God wants to speak directly to the armies and mighty men of these offending countries. He’s going to bring His own mighty men to the fight. But the people aren’t ready for war; they think they’re in a time of peace. It’s evident because God tells them to beat their harvesting implements into weapons, an inversion of Isaiah 2:4 and Micah 4:3.

Speaking of farm tools, Joel continues his soliloquy with a directive to begin a harvest. It’s time to gather because the winepress is overflowing and the grain is ripe. But this is a yield of wickedness grown by the surrounding nations. But God just told the people to convert their pruning hooks and plowshares into spears and swords. There’s no power they have in the face of the chaos they’ve created. It’s not for them to collect their iniquities. God will.

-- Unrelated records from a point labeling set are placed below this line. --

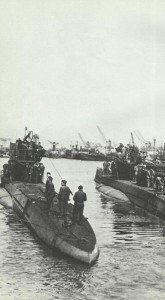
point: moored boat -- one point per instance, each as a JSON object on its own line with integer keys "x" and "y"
{"x": 143, "y": 197}
{"x": 22, "y": 179}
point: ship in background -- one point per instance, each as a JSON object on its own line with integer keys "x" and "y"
{"x": 4, "y": 147}
{"x": 22, "y": 181}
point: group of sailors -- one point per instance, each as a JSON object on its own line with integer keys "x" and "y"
{"x": 147, "y": 177}
{"x": 29, "y": 172}
{"x": 63, "y": 198}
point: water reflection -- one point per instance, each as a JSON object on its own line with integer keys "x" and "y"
{"x": 132, "y": 244}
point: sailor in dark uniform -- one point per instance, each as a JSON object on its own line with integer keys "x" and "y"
{"x": 49, "y": 192}
{"x": 79, "y": 198}
{"x": 63, "y": 197}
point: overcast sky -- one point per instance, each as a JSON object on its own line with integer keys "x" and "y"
{"x": 67, "y": 66}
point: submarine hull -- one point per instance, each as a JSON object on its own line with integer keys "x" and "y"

When God gathered the nations together for their judgment in this chapter, He brought them to the Valley of Jehoshaphat. Which is strange, because King Jehoshaphat isn’t mentioned anywhere else except in the stories of the Chronicles and Kings. It’s all one Hebrew pun, of course. Jehoshaphat means Yahweh will judge. God called the nations to the Valley of God’s Judgment…to judge them. This is also called the Valley of Decision later in this chapter.

But what of the Valley of Jehoshaphat? Historically and traditionally, the name has been tied to the Kidron Valley, a channel that separates Jerusalem from the Mount of Olives. This valley transcends the Malachi-Matthew line and figures prominently in the Gospels. How? There’s a famous garden in this valley.

Gethsemane.


Let’s reread Joel 3 now, shall we? The nations are gathered into the Valley of Judgment where God will confront them with their wrongdoings. He’s commanded that all their iniquities be gathered together, but He just instructed them to destroy their gardening tools. How can they harvest anything, let alone their sins? But then a Man walks into the Valley. He enters the Garden. He drops to His knees in anguish, pressed so hard that He begins sweating blood. The sins of humanity were brought to this place and now they rest on His shoulders. It’s almost too much to bear. He desperately wants this burden to be removed but even more desperately He must fulfill the will of the Father. An hour later, He leaves the Valley surrounded by a squadron of soldiers. With Him depart the sins of the world. This isn’t judgment anymore. It’s blessing. The Man took on the guilt of a planet and set it free.

The world would be turned upside down in the next 72 hours. In less than two months from this moment, in the first breaths of the book of Acts, Peter would proclaim that Joel’s prophecy of the promise of the Spirit had been fulfilled. That evening in Gethsemane was the hinge on which all of creation had been longing to turn. It was the culmination of centuries of prophetic hope. But ask Bartholomew or Thomas or Andrew what they thought in the moment, and none of them would have pointed to Joel’s foretelling of the Day of the Lord. None of them knew what was about to happen or all that it would entail. To the disciples, it was just a Thursday night.